What would actually settle the "ready for production" question: run the same test with the weakest obfuscation that matters in real deployments (import hiding, string encoding), not adversarial-grade obfuscation. That's the boundary condition.
Let's say instead of reversing, the job was to pick apples. Let's say an AI can pick all the apples in an orchard in normal weather conditions, but add overcast skies and success drops to zero. Is this, in your opinion, still a skilled apple picking specialist?
No hate. My only point is that’s it’s easy for analogies to fail. I can’t tell the point of either of your analogies, where the OP made several clear and cogent points.
It would be interesting to have an experiment where these models are able to test exploiting but their alignment may not allow that to happen. Perhaps combining models together can lead to that kind of testing. The better models will identify, write up "how to verify" tests and the "misaligned" models will actually carry out the testing and report back to the better models.

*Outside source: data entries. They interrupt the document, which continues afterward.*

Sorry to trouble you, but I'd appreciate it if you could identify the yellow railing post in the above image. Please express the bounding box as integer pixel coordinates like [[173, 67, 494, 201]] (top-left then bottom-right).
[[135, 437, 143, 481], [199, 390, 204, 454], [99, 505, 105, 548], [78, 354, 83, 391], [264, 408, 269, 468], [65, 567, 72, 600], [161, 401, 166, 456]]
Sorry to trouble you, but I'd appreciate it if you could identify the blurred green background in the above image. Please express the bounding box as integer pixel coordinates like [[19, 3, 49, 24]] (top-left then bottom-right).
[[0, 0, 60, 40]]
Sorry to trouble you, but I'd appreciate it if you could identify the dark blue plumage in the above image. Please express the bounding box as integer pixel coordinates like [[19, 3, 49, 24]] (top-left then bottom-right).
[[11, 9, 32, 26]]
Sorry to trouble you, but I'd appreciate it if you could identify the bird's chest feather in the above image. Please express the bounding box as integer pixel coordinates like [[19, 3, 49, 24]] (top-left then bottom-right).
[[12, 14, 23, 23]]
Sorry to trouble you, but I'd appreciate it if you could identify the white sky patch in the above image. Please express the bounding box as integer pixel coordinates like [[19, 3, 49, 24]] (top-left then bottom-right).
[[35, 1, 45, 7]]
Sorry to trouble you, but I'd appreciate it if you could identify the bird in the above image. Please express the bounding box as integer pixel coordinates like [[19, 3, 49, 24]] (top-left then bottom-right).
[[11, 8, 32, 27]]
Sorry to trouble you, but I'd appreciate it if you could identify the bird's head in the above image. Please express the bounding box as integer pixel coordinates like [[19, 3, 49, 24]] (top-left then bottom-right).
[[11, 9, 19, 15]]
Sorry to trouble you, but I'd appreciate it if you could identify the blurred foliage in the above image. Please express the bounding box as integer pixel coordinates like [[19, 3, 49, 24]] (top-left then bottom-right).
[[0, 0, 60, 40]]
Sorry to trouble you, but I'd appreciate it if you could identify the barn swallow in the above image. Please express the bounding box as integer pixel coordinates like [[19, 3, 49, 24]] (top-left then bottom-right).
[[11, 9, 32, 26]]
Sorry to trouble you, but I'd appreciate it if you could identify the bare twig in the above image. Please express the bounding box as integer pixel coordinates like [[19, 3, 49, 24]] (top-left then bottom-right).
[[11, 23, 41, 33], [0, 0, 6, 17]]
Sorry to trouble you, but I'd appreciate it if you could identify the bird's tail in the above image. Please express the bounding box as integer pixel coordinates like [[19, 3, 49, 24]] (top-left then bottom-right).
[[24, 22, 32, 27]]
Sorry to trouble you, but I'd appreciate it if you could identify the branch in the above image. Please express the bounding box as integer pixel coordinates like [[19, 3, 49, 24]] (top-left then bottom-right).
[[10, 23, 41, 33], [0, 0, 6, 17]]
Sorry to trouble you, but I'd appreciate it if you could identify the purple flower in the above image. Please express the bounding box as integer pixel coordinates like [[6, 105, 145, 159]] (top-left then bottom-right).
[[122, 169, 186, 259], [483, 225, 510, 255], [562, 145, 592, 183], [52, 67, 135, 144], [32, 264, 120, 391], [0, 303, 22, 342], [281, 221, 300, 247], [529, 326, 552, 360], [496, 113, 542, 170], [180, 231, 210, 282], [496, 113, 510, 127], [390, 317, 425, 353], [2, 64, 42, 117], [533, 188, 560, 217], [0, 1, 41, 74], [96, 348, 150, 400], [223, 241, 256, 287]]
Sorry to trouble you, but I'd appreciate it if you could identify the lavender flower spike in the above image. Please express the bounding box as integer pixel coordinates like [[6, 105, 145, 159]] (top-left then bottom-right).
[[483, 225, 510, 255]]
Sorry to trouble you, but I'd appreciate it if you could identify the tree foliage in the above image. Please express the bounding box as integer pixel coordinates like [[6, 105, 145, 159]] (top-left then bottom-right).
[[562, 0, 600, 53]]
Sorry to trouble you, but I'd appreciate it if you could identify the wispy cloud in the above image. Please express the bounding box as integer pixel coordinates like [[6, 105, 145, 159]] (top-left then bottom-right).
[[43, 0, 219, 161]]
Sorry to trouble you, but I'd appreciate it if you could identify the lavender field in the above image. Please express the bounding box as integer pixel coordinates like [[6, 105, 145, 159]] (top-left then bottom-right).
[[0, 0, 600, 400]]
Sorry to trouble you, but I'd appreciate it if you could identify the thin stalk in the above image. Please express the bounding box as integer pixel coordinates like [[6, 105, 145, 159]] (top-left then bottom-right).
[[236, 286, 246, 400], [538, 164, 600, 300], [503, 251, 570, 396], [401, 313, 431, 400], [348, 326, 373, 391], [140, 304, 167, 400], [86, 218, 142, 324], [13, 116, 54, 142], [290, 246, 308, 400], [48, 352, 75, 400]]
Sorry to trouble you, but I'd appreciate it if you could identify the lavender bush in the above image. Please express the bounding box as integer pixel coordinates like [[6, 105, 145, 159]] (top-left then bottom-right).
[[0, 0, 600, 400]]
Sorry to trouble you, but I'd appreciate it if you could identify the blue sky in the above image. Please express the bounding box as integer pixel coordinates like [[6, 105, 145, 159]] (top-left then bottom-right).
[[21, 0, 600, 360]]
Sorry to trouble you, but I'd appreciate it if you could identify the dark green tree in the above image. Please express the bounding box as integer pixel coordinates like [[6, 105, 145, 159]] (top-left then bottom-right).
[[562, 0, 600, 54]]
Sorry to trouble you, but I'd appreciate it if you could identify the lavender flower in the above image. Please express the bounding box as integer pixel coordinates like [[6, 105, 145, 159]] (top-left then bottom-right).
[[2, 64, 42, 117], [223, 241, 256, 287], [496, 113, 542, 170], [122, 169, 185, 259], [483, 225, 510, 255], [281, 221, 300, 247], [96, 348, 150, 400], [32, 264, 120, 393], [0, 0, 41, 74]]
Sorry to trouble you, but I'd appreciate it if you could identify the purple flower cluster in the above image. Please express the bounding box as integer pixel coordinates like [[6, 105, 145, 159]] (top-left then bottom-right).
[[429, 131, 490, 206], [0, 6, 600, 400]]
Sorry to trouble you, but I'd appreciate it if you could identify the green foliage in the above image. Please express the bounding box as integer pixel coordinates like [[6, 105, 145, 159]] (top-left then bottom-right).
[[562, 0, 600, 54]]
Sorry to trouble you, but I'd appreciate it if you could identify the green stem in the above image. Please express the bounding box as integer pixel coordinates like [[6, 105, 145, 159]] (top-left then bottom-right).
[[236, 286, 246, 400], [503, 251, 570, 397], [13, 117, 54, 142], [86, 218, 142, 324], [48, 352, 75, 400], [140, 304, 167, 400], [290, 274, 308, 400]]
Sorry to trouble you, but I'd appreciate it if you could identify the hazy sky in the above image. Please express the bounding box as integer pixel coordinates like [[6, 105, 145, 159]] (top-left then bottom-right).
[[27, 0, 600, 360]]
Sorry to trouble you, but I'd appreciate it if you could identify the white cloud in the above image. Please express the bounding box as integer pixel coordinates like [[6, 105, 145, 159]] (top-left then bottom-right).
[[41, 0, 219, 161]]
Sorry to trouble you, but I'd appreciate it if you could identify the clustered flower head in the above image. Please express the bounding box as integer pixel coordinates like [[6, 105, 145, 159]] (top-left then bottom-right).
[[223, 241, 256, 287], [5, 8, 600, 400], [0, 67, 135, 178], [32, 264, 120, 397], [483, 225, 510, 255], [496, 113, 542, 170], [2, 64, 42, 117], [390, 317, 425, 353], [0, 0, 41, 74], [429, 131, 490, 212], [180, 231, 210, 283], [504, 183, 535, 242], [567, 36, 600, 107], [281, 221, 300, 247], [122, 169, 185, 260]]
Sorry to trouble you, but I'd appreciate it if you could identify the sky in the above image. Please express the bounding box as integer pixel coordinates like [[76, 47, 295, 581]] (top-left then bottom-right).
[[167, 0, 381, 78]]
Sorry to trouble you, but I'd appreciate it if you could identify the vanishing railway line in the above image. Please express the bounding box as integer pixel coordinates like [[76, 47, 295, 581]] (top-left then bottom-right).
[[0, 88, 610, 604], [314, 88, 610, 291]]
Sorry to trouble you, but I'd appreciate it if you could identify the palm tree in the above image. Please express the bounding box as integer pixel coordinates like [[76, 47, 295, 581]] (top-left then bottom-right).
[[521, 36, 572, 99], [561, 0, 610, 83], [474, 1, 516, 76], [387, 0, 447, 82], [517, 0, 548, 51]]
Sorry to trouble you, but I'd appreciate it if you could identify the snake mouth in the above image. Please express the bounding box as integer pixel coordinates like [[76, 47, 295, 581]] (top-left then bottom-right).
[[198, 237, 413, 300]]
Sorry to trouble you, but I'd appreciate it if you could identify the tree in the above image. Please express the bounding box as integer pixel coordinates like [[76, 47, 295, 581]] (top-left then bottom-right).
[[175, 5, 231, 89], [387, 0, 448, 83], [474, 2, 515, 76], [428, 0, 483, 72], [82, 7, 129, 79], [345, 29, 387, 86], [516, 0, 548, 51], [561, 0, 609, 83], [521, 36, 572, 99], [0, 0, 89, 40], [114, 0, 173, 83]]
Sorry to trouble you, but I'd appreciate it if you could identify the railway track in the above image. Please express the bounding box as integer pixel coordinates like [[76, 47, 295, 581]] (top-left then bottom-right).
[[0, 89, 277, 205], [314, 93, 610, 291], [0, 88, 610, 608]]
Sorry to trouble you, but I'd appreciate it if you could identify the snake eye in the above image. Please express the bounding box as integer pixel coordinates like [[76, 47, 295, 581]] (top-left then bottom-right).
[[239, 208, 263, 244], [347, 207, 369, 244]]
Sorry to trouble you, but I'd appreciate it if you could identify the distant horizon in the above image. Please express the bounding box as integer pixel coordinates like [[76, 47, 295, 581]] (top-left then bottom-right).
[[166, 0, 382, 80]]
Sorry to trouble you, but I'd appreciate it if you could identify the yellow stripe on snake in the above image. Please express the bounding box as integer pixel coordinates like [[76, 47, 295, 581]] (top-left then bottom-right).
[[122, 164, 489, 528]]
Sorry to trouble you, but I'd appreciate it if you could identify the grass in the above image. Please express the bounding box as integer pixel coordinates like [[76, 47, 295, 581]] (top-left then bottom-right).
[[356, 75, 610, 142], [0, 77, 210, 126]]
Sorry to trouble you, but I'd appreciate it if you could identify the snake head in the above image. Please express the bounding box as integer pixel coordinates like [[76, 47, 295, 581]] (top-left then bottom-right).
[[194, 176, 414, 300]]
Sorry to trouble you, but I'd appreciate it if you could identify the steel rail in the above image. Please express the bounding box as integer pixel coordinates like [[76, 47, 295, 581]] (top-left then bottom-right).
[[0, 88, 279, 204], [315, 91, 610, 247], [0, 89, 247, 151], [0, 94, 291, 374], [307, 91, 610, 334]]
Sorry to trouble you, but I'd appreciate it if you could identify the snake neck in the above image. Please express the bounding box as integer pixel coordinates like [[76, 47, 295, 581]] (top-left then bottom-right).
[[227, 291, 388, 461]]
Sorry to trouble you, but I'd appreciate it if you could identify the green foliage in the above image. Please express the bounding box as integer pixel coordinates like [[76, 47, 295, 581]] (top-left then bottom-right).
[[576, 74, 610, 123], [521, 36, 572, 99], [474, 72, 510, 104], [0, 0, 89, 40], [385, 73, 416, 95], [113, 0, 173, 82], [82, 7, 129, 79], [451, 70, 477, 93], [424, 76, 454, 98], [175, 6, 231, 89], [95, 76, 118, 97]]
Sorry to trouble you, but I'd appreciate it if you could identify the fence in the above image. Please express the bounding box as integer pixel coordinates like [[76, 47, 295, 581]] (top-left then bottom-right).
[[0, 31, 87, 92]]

Oh, wait, we have had that for a hundred years - somehow it's just entirely forgotten when generative models are involved.
THIS is the takeaway. These tools are allowing *adjacency* to become a powerful guiding indicator. You don't need to be a reverser, you can just understand how your software works and drive the robot to be a fallible hypothesis generator in regions where you can validate only some of the findings.
Perhaps it would make sense to provide LLMs with some strategy guides written in .md files.
Let's say you tell it that there might be small backdoors. You've now primed the LLM to search that way (even using "may"). You passed information about the test to test taker!
So we have a new variable! Is the success only due to the hint? How robust is that prompt? Does subtle wording dramatically change output? Does "may", "does", "can", "might" work but "May", "cann", or anything else fail? Have you the promoter unintentionally conveyed something important about the test?
I'm sure you can prompt engineer your way you greater success but by doing so you also greatly expand the complexity of the experiment and consequently make your results far less robust.
Experimental design is incredibly difficult due to all the subtleties. It's a thing most people frequently fail at (including scientists) and even more frequently fool themselves into believing stronger claims than the experiment can yield.
And before anyone says "but humans", yeah, same complexity applies. It's actually why human experimentation is harder than a lot of other things. There's just far more noise in the system.
But could you get success? Certainly. I mean you could tell it exactly where the backdoors are. But that's not useful. So now you got to decide where that line is and certainly others won't agree.
But when we're trying to share results, "a talented engineer sat with the thread and wrote tests/docs/harnesses to guide the model" is less impressive than "we asked it and it figured it out," even though the latter is how real work will happen.
It creates this perverse scenario (which is no one's fault!) where we talk about one-shot performance but one-shot performance is useful in exactly 0 interesting cases.
Even where it works, it is quite hard to specify human strategic thinking in a way that an AI will follow.
Deleted Comment
Open-source GitHub: https://github.com/QuesmaOrg/BinaryAudit
I had been searching for a good benchmark that provided some empirical evidence of this sycophancy, but I hadn't found much. Measuring false positives when you ask the model to complete a detection related task may be a good way of doing that.